I'd like to produce a control chart that tells me if a given process will be within bounds in the future or not.
Currently, the process gives me simple timeseries data, per minute
Time Latency in sec
15:25 1000
15:26 1200
15:27 950
...
I have about 1000 of these per day. We can take the assumption that the process works within bounds for now.
Based on this, I calculated the mean and standard deviation of the data points. Then I calculated ±1 standard deviation, ±2 standard deviations, ±3 standard deviations and charted the data.
If the data were normally distributed, one can assume that about 68% = 680 data points are within 1 stdev, 95% within 2 stdev, etc. but this was NOT the case. So the data is NOT normally distributed, which I already expected.
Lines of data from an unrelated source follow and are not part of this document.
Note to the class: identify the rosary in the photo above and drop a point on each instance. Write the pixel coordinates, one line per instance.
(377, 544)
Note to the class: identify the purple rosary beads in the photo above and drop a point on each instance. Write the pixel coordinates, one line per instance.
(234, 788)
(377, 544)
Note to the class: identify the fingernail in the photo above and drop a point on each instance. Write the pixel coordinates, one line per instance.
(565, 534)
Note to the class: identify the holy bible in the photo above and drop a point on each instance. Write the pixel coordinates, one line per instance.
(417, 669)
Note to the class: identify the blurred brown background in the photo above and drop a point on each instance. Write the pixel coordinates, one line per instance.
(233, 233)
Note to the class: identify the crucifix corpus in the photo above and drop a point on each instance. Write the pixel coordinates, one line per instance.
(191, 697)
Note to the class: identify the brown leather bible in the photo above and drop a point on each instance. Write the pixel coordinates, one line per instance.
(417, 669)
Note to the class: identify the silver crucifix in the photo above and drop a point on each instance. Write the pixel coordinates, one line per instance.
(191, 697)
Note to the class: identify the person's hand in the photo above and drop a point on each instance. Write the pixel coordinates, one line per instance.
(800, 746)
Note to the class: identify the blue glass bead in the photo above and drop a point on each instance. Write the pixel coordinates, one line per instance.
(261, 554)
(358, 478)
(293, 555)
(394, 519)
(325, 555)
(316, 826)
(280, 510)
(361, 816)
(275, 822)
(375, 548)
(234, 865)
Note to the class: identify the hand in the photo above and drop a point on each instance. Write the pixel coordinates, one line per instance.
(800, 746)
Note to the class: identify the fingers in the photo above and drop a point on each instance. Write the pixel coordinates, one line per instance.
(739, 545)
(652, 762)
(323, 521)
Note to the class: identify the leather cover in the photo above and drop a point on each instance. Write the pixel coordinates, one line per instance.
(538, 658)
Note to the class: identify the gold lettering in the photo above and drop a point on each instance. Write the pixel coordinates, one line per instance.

Now I read somewhere that the data doesn't need to be normally distributed. But we need to find a model such that the residuals need to be normally distributed.
Is that the way to go here? Find a model that gives me a normal distribution based on the data I have?
What I did in the meantime in my control chart is to create thresholds which I created in such a way that the 1000 datapoints indeed follow the 68-95-99 rule. But for example the first threshold is from ±4500 and the second threshold is from ±7000. Then 68% of the data is within the first control line and 95% of the data is within the second control line. Is this approach not valid?